Background information
- Origin: Allentown, Pennsylvania, United States
- Genres: Garage rock
- Years active: 1965-1968
- Label: Integra
- Past members: Bob Dougherty; Vince Homick; Bob Werley; Scobie King; Ronnie Galland; Danny Roth; Glenn Zoski; Chuck Hoey;

= The Kings Ransom =

American garage rock band from Pennsylvania

The Kings Ransom were an American garage rock band from Allentown, Pennsylvania who were active from 1965 to 1968 and were a popular act in the Lehigh Valley area, as well as around Philadelphia. Their record "Shame" became a hit in Milton, Pennsylvania and received airplay in Michigan. In the intervening years the Kings Ransom's music has come to the attention of garage rock enthusiasts with the release of several of their songs on compilations such as Allentown Anglophile and Teenage Shutdown! Teen Jangler Blowout!

==History==

Kings Ransom were founded in 1965 in Allentown, Pennsylvania. The original lineup consisted of Bob Dougherty on lead vocals, Vince Homick on rhythm guitar, Bob Werley on lead guitar, Scobie King on bass, Ronnie Galland on keyboards, and Danny Roth on drums. Glenn Zoski later replaced King on bass and Chuck Hoey replaced Roth on drums. Mike Homick, owner of King Arthur's Court, in Quakertown, was the band's manager. The band was highly influenced by acts of the British Invasion such as the Beatles and the Rolling Stones. According to Bob Dougherty, "We were big on The Stones. That was our forte - doing a lot of Stones. People thought we did them really well. Werley did that on a 12-string through a Vox Super Beatle with a lot of mid-range. He was quite innovative at times." The Kings Ransom often played on the same bills as other Allentown groups such as the Hickeys, the Combenashuns at venues including the King Arthur's Court and The Lord's Estate (the other house band of King Arthur's Court and managed by Homick). The scene was competitive. Dougherty elaborates: "There were two stages at The Court. If there was another band across from you that was real good, it gave you the drive to be a little bit better. Joey Coloruso used to play down there with Quenn's Way Mersey". The King's Ransom also played numerous college fraternity gigs in nearby towns such in Drexel, Lafayette, Lehigh, and Bucknell. Dougherty has mentioned the band's rendition of Chris Kenner's "Land of 1000 Dances" as a highlight of their live shows. They were regular fixtures at the Purple Owl and the King's Court, and played occasionally at the Mod Mill, sometimes on the bill with Jerry Deane, and at the Mad Hatter, a club which specialized in soul music.
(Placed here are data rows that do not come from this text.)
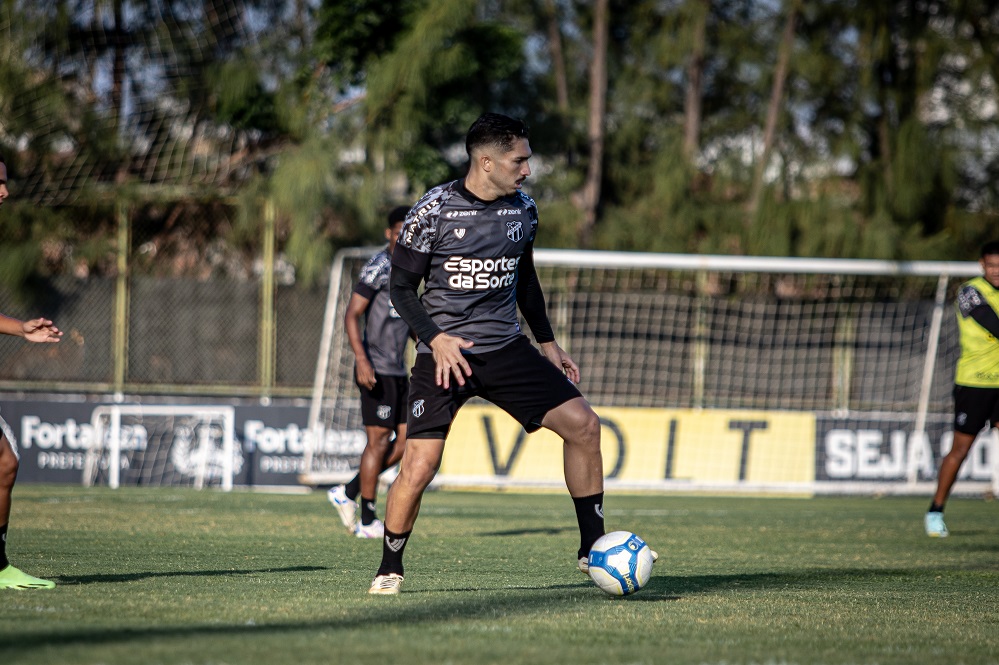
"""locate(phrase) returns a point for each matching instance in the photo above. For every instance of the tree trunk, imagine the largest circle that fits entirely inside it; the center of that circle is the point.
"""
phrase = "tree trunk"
(695, 80)
(595, 125)
(557, 56)
(118, 73)
(776, 102)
In 1966, the group taped a batch of demo recordings recorded by Pete Helfrich on location at a Greek Orthodox Church. Mike Homick arranged for some of the songs to be pressed on a 12-inch record at Allentown Records. Dougherty remembers, "That was before anything. That was never labeled. We sent some copies of that to record companies in New York and got some nice rejection letters. Nobody's ever heard that except people that knew us then. I don't even have a copy of that, but I'd like to". The band went to Frank Virtue Studio to cut their first official release on Integra Records, which was owned by radio disc jockeys Joe Mclaine (still on the air locally) and Bob Kratz. The resulting single's A-side, "Shame", featured arpeggiated 12-string guitar riffs played in odd scales and was backed with "Here Today Gone Tomorrow". The session proceeded rapidly. According to Dougherty: "We were there 'til about four o'clock in the morning! We started about nine o'clock at night - or eight thirty - and were done by four o'clock in the morning". The record was released in July 1967. "Shame" became a hit in Milton, Pennsylvania and received airplay in Michigan, but the record company did not have the means to distribute it nationally, except in certain regions. The group followed it up with "Shadows of Dawn" b/w "Streetcar" in November 1967. The Kings Ransom toured regionally, such as in Milton and Sunbury and played at the Four Seasons, a popular venue in the area. They did a show at Agricultural Hall ("Ag. Hall") in Allentown. The group continued playing for another year, but in June 1968 disbanded.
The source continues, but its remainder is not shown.